# Paper review
## Summary
This paper addresses the out-of-distribution generalization challenge in federated learning through a client-sampling approach inspired by information theory. Specifically, the authors propose to minimize the "self-information weighted empirical risk" function whose generalization bound leads to two client sampling strategies. These strategies aim to maximize the cross entropy between a participating client and a new client, assuming that novel clients very different data distributions. Empirical results suggest that the proposed sampling method works better than a range of baselines.
## Strengths
- The paper presents a nice and clear definition of the new risk functions (Definitions 1 and 2).
- The information-theoretic generalization bounds (Theorems 1 and 2) are presented well and explained with useful remarks.
- In particular, the authors show that, from the client participation perspective, the bounds can be minimized by careful client sampling and setting the right the participation weights $\alpha_i$.
## Weaknesses
- There are a lot of unaccounted-for notations in this paper, beginning especially at Section 4. For example, the authors have not sufficiently explained what $F_i(\cdot)$ and $\mathbf{w}$ are in Assumption 3. Is $F_i(\cdot)$ the usual empirical risk or information-theoretic version?
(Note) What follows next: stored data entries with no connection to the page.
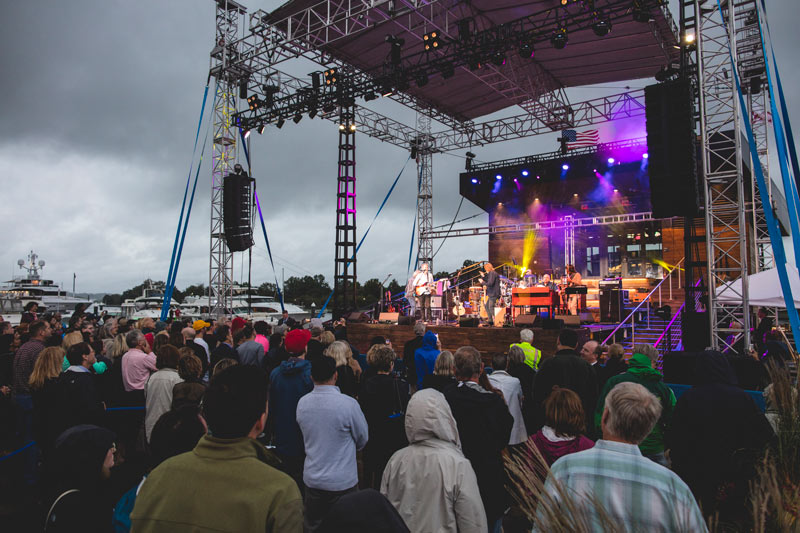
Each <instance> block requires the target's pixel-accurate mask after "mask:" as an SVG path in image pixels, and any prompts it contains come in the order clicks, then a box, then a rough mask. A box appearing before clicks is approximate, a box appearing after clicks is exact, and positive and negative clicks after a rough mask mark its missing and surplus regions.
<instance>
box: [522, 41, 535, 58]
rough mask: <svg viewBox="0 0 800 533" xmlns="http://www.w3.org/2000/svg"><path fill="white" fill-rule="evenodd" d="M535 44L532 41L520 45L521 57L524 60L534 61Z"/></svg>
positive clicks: (524, 41)
mask: <svg viewBox="0 0 800 533" xmlns="http://www.w3.org/2000/svg"><path fill="white" fill-rule="evenodd" d="M534 53H535V52H534V50H533V43H532V42H530V41H522V43H520V45H519V56H520V57H521V58H523V59H533V55H534Z"/></svg>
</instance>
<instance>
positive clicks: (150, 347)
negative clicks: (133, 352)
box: [144, 333, 156, 352]
mask: <svg viewBox="0 0 800 533" xmlns="http://www.w3.org/2000/svg"><path fill="white" fill-rule="evenodd" d="M144 338H145V339H147V344H149V345H150V351H151V352H152V351H153V345H154V344H155V341H156V337H155V335H153V334H152V333H145V334H144Z"/></svg>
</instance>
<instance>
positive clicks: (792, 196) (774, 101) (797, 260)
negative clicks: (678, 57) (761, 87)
mask: <svg viewBox="0 0 800 533" xmlns="http://www.w3.org/2000/svg"><path fill="white" fill-rule="evenodd" d="M758 25H759V36H760V37H761V49H762V53H763V54H764V65H765V67H766V71H767V83H768V84H769V92H770V94H771V95H774V94H775V91H774V89H773V86H772V74H771V73H770V70H769V58H768V56H767V50H766V48H765V44H764V31H763V27H762V26H761V17H760V14H759V22H758ZM773 59H774V58H773ZM775 70H776V72H777V65H776V67H775ZM769 106H770V112H771V113H772V127H773V130H774V132H775V144H776V146H777V148H778V163H779V165H780V167H781V180H782V181H783V189H784V192H785V196H786V205H787V207H788V208H789V224H790V226H791V228H792V243H793V244H794V249H795V251H797V250H800V225H798V223H797V207H798V206H797V202H796V200H795V196H796V195H795V193H794V187H793V186H792V185H793V180H792V178H791V175H790V174H789V168H788V165H787V162H788V160H789V158H788V156H787V154H786V137H785V136H784V134H783V124H782V122H781V117H780V115H779V114H778V109H777V107H776V106H775V99H774V98H770V99H769ZM744 109H746V108H744ZM748 119H749V117H748ZM766 119H767V117H764V120H766ZM753 161H758V159H754V160H753ZM754 166H760V165H754ZM764 205H767V206H769V205H770V204H769V203H766V204H764ZM799 259H800V258H798V255H797V253H795V264H796V265H797V266H798V267H800V261H799Z"/></svg>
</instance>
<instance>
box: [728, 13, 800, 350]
mask: <svg viewBox="0 0 800 533" xmlns="http://www.w3.org/2000/svg"><path fill="white" fill-rule="evenodd" d="M717 9H718V10H719V14H720V17H721V18H722V20H723V21H724V20H725V18H724V17H723V16H722V5H721V4H720V0H717ZM760 25H761V22H760V20H759V26H760ZM728 56H729V58H730V63H731V72H733V80H734V81H735V82H736V91H737V92H738V96H739V106H740V108H741V109H742V110H745V109H747V106H745V103H744V95H743V94H742V85H741V82H740V81H739V73H738V71H737V70H736V62H735V61H734V59H733V52H732V51H731V48H730V43H729V44H728ZM742 116H743V117H744V120H743V121H742V122H743V123H744V127H745V130H746V132H747V141H748V144H749V147H750V155H751V157H752V158H753V161H758V160H759V159H758V149H757V148H756V142H755V136H754V135H753V126H752V125H751V124H750V117H749V115H748V114H747V113H744V112H743V113H742ZM753 167H754V169H755V175H756V180H757V181H758V192H759V195H760V196H761V203H762V205H764V206H767V208H766V209H764V210H763V211H764V218H765V219H766V221H767V228H768V229H769V238H770V242H771V243H772V252H773V257H774V258H775V267H776V268H777V270H778V279H779V280H780V282H781V290H782V292H783V299H784V302H785V304H786V311H787V312H788V314H789V323H790V324H791V327H792V334H793V335H794V340H795V346H796V347H797V348H798V349H800V317H798V315H797V309H796V308H795V306H794V298H793V297H792V287H791V285H790V284H789V276H788V274H787V272H786V252H785V250H784V248H783V240H782V238H781V233H780V229H779V228H778V222H777V221H776V220H775V214H774V213H773V212H772V209H770V208H769V205H770V204H769V195H768V194H767V184H766V180H765V179H764V171H763V169H762V168H761V165H753Z"/></svg>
Similarly, what is the local gradient $\mathbf{g}_t^i$ with respect to?
- This notational ambiguity makes me unable to understand Algorithm 2 fully. At line 5, especially, what local loss function does client $i$ try to minimize?
- The authors aim to optimize the participation-dependent term in the generalization bound, $\min_{j \in \mathcal{I}_t} \sum_{i \in \mathcal{I}_p \ \mathcal{I}_t} H(P_{Z_i}, P_{Z_j})$. However, the relationship between this problem and the formulations in (11) and (12) and insufficiently clear. For example, what do the authors mean by the claim that cosine similarity is "suitable for FL"? Similarly, I do not see any proof for the equivalence of this optimization problem and that in (12).
- In Section 4.2.2, again, I do not fully understand what the convex hull is with respect to.
- Empirically speaking, it is quite rare to update clients' parameters through only one round of gradient descent as the authors propose in Algorithm 2, due to the cost of communication relative to local computation.
## Recommendation
Reject or borderline reject. There is a lot to clarify in this paper.